Senate Bill 279 would free the Oregon Medical Board from the budget scrutiny of the legislative Committee on Ways & Means, and open an independent but still public budget process for the board, which executive director Kathleen Haley says will save the board money while still providing oversight.
February 17, 2015

The Oregon Medical Board has put forward legislation that would loosen state controls of the board and turn the medical board into a “semi-independent state agency,” less bound by the tight budget process that most state licensing agencies have to go through.

The authority is not unprecedented -- the Board of Optometry and the Board of Physical Therapy already enjoy this increased independence, which allows them to set an independent budget process and purchase office equipment and supplies without having to go through state vendors.

Kathleen Haley, the medical board’s executive director, said an independent purchasing process could have saved them $100 on each laptop computer purchased for board members, and that setting their own budget -- with a public process -- would shorten budget preparation time from 18 months to just six. The reduced administrative burden should also help the board limit any increase in licensing fees.

“This model offers us increased efficiency and a reduction in our expenses,” Haley told the Senate Health Committee last week. The board’s revenues are almost entirely drawn from licensing fees which are currently set at $486 for podiatrists and physicians, $447 for physician assistants and $322 for acupuncturists. A license is good for two years.

Haley’s assistant, Nicole Krishnaswami, told The Lund Report that the independent budgeting would provide more transparency at the medical board, not less, as critics have feared. Instead of tucked in with all the other state licensing hearings in the legislative Committee on Ways & Means, the medical board will post their proposed budget online and hold their own public hearings seeking approval.

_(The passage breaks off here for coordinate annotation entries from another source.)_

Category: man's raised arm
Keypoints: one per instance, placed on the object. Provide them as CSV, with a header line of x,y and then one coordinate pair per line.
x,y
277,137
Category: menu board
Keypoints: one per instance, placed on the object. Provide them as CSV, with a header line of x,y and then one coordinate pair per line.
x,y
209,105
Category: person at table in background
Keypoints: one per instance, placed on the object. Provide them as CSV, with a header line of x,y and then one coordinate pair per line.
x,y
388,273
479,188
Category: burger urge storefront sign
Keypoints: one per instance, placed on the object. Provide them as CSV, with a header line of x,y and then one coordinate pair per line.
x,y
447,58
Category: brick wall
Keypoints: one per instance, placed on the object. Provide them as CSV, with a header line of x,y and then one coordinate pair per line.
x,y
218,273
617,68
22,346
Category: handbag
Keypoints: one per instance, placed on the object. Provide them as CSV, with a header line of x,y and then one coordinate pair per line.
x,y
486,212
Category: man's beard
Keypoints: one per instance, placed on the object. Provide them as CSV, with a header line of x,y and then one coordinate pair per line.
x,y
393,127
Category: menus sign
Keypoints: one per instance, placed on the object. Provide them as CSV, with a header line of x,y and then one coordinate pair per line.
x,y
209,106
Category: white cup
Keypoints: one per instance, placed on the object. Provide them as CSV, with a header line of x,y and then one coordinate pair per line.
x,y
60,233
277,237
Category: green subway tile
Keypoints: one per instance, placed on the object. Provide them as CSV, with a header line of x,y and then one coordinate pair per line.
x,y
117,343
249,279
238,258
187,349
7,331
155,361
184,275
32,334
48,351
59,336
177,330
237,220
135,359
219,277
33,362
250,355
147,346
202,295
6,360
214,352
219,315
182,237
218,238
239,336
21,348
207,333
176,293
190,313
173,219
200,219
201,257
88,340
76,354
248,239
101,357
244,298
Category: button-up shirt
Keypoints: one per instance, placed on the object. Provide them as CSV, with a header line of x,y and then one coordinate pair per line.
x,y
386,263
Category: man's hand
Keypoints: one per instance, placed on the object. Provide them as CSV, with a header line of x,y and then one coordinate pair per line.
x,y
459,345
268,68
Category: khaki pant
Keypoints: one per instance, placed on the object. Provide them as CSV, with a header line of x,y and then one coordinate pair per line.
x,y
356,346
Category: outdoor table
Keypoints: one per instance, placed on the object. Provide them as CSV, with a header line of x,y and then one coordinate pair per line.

Senate Bill 279, the medical board’s proposal, allows the legislative budget committee to hold its own hearings if it has any concerns.

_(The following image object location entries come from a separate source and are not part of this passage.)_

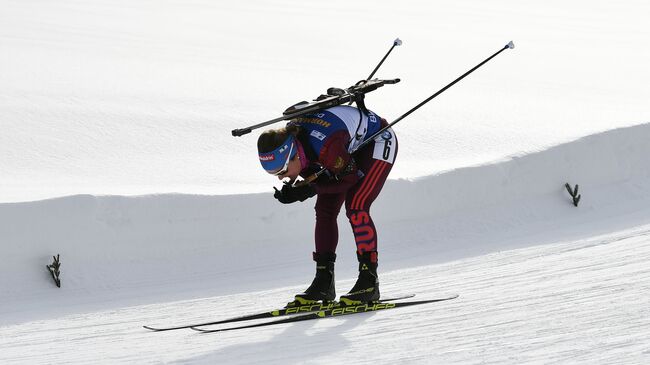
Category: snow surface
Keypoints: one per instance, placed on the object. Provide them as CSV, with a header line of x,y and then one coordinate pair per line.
x,y
104,101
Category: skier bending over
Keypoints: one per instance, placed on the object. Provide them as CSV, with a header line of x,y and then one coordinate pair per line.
x,y
325,140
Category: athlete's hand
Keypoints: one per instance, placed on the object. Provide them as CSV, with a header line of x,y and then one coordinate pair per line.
x,y
290,194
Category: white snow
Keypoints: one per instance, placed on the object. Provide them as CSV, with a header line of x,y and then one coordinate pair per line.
x,y
115,152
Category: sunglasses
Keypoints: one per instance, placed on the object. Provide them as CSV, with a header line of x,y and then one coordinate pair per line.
x,y
284,169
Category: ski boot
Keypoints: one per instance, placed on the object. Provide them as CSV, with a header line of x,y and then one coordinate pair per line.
x,y
322,288
366,289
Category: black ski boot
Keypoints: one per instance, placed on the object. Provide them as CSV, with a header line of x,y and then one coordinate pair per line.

Sen. Alan Bates, D-Ashland, said that continued oversight will be the check on the medical board’s power, not the Legislature’s Ways & Means process, which holds hearings but rarely asks for any amendments to the medical board’s proposed budgets. “I don’t want to spend any more time reviewing a budget which we rubber-stamp each time.”

Sen. Elizabeth Steiner Hayward, D-Portland, who, like Bates, is a family practice physician, said she had serious concerns about Haley’s proposal, but decided to support it. “This gives the Legislature significant oversight without tying them up in administrative hassles,” she said.

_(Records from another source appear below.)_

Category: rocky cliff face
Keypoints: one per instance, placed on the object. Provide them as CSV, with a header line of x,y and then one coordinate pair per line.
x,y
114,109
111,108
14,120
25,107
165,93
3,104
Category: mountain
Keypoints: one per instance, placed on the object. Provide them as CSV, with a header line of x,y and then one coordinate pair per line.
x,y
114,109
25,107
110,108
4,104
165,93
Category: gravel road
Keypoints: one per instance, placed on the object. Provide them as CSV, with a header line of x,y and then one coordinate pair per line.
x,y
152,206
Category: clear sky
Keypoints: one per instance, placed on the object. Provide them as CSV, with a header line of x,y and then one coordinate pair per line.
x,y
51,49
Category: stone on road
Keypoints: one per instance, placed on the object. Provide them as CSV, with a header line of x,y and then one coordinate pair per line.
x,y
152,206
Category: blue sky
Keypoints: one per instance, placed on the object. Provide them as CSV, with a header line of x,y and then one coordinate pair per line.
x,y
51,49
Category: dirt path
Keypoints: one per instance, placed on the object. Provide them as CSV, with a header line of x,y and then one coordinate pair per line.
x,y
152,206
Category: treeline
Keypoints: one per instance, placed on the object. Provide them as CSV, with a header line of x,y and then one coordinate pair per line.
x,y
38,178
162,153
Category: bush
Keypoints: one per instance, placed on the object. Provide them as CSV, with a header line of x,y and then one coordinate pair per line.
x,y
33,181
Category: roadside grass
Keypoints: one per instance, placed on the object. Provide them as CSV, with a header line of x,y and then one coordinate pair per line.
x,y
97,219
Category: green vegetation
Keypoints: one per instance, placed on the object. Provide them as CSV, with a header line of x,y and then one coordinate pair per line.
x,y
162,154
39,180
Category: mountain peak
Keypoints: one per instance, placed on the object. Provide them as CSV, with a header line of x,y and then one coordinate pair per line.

“As you might guess, I have at times had a very stormy relationship with the medical board,” said Bates. “Many times we feel the board has over-reached and been unfair to some physicians. But I believe they’ve turned a corner -- They had a little trouble last time with confirmations.”

Since the Senate had the opportunity to confirm Gov. Kitzhaber’s appointees to the board, Bates said he and Steiner Hayward were able to have their concerns taken more seriously by the standoffish board.

SB 279 has the support of the Oregon Medical Association, the chief physicians’ organization in the state, but will still face opposition -- Sen. Fred Girod, R-Stayton, a dentist, told The Lund Report he would oppose the bill, saying he did not feel it wise to increase the medical board’s authority.

Girod said that licensing boards can already get out of control, and he has been at odds with the Board of Dentistry, most significantly over the issue of penalties wagered on dentists who did not comply with a confusing set of tests for their autoclave machines, which sterilize equipment. The senator charged that the penalties were nothing more than “a money grab,” that impugned good dentists’ reputation.

The bill is still likely to pass out of the Senate Health Committee this month, although Steiner Hayward and Sen. Laurie Monnes Anderson, D-Gresham, the committee chairwoman, said they may amend the bill to require the medical board to provide a seat for a physician assistant.

Monnes Anderson compared the situation to the colonial cry of “taxation without representation.”